The book Piercing Heaven shares some wonderful prayers from the Puritans. This is one of the first and, to my mind, one of the best prayers in the collection.
Lord, I would be the most miserable person in the world if my hopes were only in this life. Why? Because I am hopeless without Christ’s righteousness. My life could never be comfortable, and there would be no hope at all of eternal life.
If you denied me that hope, I would be the most miserable one of all. I may be happy without worldly enjoyments, but all things in the world cannot make me happy without this.
So however you treat me in this world, whatever you deny me, Lord, deny me not this. I can be happy without riches and abundance, like Job and Lazarus were. I can be happy even if I am reviled and reproached, as was Christ and his disciples. I can be happy and comfortable in prison, as were Paul and Silas.
But I cannot be happy without the righteousness of Christ.

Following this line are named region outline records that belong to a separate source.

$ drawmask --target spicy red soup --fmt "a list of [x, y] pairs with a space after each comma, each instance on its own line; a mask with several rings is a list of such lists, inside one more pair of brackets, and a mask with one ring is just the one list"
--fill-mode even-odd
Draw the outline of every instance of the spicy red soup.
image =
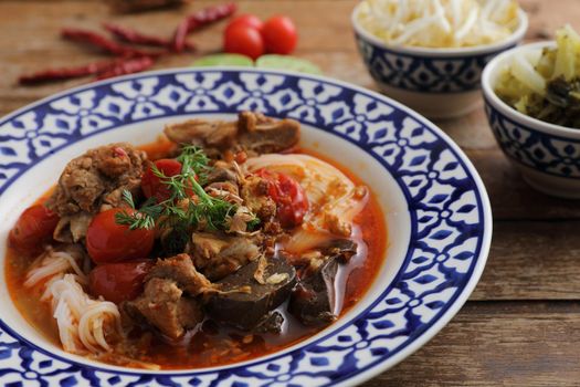
[[[222, 130], [229, 128], [223, 125]], [[272, 126], [268, 122], [268, 130]], [[177, 143], [162, 137], [135, 149], [116, 144], [85, 154], [78, 164], [91, 159], [108, 168], [102, 178], [103, 189], [110, 192], [99, 197], [96, 210], [63, 194], [67, 174], [80, 174], [71, 165], [55, 189], [38, 200], [60, 219], [51, 230], [59, 240], [46, 242], [40, 259], [35, 249], [12, 243], [7, 283], [22, 315], [55, 345], [123, 366], [224, 365], [292, 346], [329, 326], [365, 296], [382, 265], [387, 230], [373, 194], [356, 175], [295, 144], [292, 155], [220, 149], [217, 156], [211, 147], [180, 148]], [[135, 165], [141, 168], [138, 172], [123, 175]], [[110, 172], [119, 166], [120, 175]], [[316, 168], [321, 168], [318, 175]], [[120, 192], [124, 202], [115, 201], [114, 179], [127, 187], [135, 182]], [[317, 196], [318, 188], [324, 195]], [[356, 213], [345, 221], [333, 206], [347, 200]], [[75, 206], [84, 208], [67, 215]], [[103, 213], [106, 221], [99, 220]], [[77, 218], [88, 228], [75, 240], [82, 227], [71, 223]], [[115, 232], [124, 237], [116, 248], [130, 244], [130, 250], [103, 250], [102, 239]], [[42, 278], [57, 264], [67, 269]], [[333, 289], [320, 290], [325, 281]], [[86, 311], [102, 310], [102, 318], [87, 327], [80, 322], [83, 307], [68, 305], [70, 313], [62, 314], [67, 306], [62, 289], [77, 292]], [[54, 317], [55, 304], [64, 305], [60, 320]], [[245, 312], [250, 308], [262, 315]], [[229, 321], [232, 316], [235, 321]], [[73, 334], [63, 337], [61, 324], [71, 324]]]

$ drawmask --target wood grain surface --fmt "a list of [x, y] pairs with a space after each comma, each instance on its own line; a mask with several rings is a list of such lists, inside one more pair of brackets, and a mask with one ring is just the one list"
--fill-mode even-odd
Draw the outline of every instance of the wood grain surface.
[[[22, 87], [22, 73], [82, 64], [103, 54], [59, 38], [62, 27], [98, 29], [116, 21], [169, 35], [189, 11], [112, 14], [97, 0], [0, 0], [0, 114], [86, 82]], [[261, 17], [285, 13], [298, 27], [297, 55], [326, 75], [375, 90], [355, 48], [354, 0], [239, 1]], [[528, 40], [547, 39], [563, 23], [580, 30], [580, 1], [521, 0], [530, 18]], [[223, 23], [196, 33], [196, 54], [161, 60], [186, 66], [221, 45]], [[428, 345], [366, 386], [578, 386], [580, 385], [580, 202], [531, 190], [495, 144], [482, 108], [437, 122], [474, 163], [494, 211], [494, 240], [484, 275], [460, 314]]]

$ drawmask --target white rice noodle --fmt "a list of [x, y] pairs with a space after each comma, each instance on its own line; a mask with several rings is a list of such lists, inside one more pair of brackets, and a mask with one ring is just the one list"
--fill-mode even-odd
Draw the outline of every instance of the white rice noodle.
[[24, 285], [31, 287], [42, 281], [45, 282], [41, 301], [51, 303], [64, 351], [76, 354], [110, 351], [105, 331], [120, 332], [119, 311], [114, 303], [86, 294], [82, 286], [87, 282], [86, 275], [75, 258], [64, 251], [48, 250], [29, 271]]
[[356, 187], [340, 170], [308, 155], [263, 155], [247, 159], [245, 168], [250, 172], [265, 168], [289, 175], [308, 197], [308, 215], [284, 244], [286, 251], [307, 251], [336, 238], [329, 223], [351, 224], [368, 200], [363, 187]]
[[117, 305], [91, 299], [74, 274], [52, 281], [48, 292], [64, 351], [77, 354], [110, 351], [105, 331], [120, 330]]
[[86, 283], [86, 275], [78, 266], [74, 257], [67, 252], [49, 249], [39, 258], [39, 261], [40, 262], [34, 264], [33, 269], [27, 273], [24, 286], [34, 286], [39, 282], [52, 278], [55, 274], [64, 273], [70, 269], [78, 275], [83, 283]]

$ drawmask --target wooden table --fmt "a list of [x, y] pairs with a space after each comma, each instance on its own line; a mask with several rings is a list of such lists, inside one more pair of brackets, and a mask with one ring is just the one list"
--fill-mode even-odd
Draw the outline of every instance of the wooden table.
[[[530, 17], [528, 39], [547, 38], [570, 22], [580, 30], [577, 0], [523, 0]], [[82, 81], [36, 87], [18, 75], [46, 66], [86, 63], [103, 56], [59, 39], [63, 25], [98, 28], [119, 21], [170, 34], [188, 11], [110, 14], [102, 1], [0, 0], [0, 114]], [[354, 0], [239, 1], [244, 12], [291, 15], [300, 41], [297, 55], [327, 75], [375, 88], [350, 29]], [[194, 35], [199, 53], [221, 46], [222, 24]], [[193, 55], [164, 59], [157, 67], [188, 65]], [[465, 150], [483, 177], [494, 211], [494, 239], [485, 273], [457, 316], [428, 345], [366, 386], [580, 384], [580, 201], [535, 192], [498, 149], [482, 108], [437, 123]]]

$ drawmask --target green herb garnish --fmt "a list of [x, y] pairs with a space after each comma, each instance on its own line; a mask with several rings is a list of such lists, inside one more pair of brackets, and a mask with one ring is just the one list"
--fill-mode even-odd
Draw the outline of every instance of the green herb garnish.
[[[155, 165], [151, 166], [152, 172], [167, 185], [169, 198], [157, 202], [157, 199], [151, 197], [133, 213], [127, 211], [117, 213], [116, 222], [126, 224], [131, 230], [150, 230], [158, 223], [161, 228], [170, 228], [186, 236], [200, 228], [228, 231], [230, 218], [238, 210], [238, 206], [222, 198], [214, 198], [203, 189], [202, 185], [205, 184], [211, 171], [208, 156], [194, 146], [183, 146], [177, 160], [181, 163], [181, 172], [175, 176], [166, 176]], [[191, 191], [196, 194], [197, 200], [188, 200], [186, 207], [182, 201], [190, 198]], [[123, 199], [135, 209], [135, 201], [129, 191], [123, 191]], [[260, 224], [257, 218], [247, 222], [251, 230], [257, 224]]]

All the riches, places, or honors on earth will leave me miserable if I am without this. Even if I were rich and needed nothing, without this I would still be wretched and miserable, poor, blind, and naked.
If I had all things that that a person could desire on earth, what good would it do me without Christ’s righteousness?
What would riches do for me, if they came with the wrath of God? What comfort would honor bring me, if I remained a son of perdition or a child of wrath?
What sweetness would there be in pleasure, if I were on the path to everlasting torments?
What miserable comforts and enjoyments are these, without Christ’s righteousness!
Lord, however you deal with me in outward things, whatever you take from me, whatever you deny me—do not deny me Christ! Do not deny me a share in his righteousness! Amen.